Taken from her family at the age of five, Quigley’s mother stayed at the boarding school until she was 15 then was sent to work in a wage home in Fredonia.

She told me one story she goes “you’re not going to believe this Lori but those guys in the white coats they came and got me last night and they took me outside and they threw me against the brick wall of the building” and I’m thinking oh my god where did we put her, what kind of place is this," said Quigley.

The Thomas Indian Boarding School was located in Gowanda and was just one of several hundred boarding schools overseen by the federal government across the United States to assimilate Native children into white society.
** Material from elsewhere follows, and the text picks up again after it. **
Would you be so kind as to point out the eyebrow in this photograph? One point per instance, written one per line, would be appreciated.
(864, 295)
Children were forbidden to speak their native language and faced punishment and abuse if they did. New York State eventually took over the school, but the school still received funds from the United States government to operate until its closure in the 1950s.

“Taking our kids, forcing them from our homes, many of them were playing in their yards and were rounded up and taken away. That’s kidnapping now. They rounded up our children from all territories and moved them away and put them in these boarding schools and some never came home," said Jamison.

The Seneca Nation has made continuous efforts to keep a language that was forbidden to be spoken at boarding school like Thomas Indian school alive for future generations of Onödowa'ga:'

“We have tribal language programs taught on our territory, but we also have Seneca language in the schools, such as Salamanca, Lakeshore, Gowanda, Silver Creek. We’re trying to work with State Education to establish an indigenous language certification area, I mean Spanish teachers can get certified, French teachers can get certified why can't Seneca language teachers get certified? And that’s what we’re working on," said Quigley.

"It’s needed because it puts our indigenous language teachers on par with other language teachers. And why do we have to call it a foreign language? Those were the first languages spoken on this land. We’re sitting on Seneca territory," she added.

Secretary Deb Haaland, the first person of Native descent to hold the position in the Department of the Interior, the branch that was responsible for the creation and implementation of the boarding schools formally acknowledged the United States role in the government’s policy of forced assimilation of thousands of indigenous children which led to the breakdown of Native traditions, family, culture, and the language.

The Seneca Nation is one of the six nations of the Haudenosaunee, the original inhabitants of New York State and Southern Ontario. The Mohawk, Oneida, Cayuga, Tuscarora, and Onondaga are the other five nations that make up the Haudenosaunee.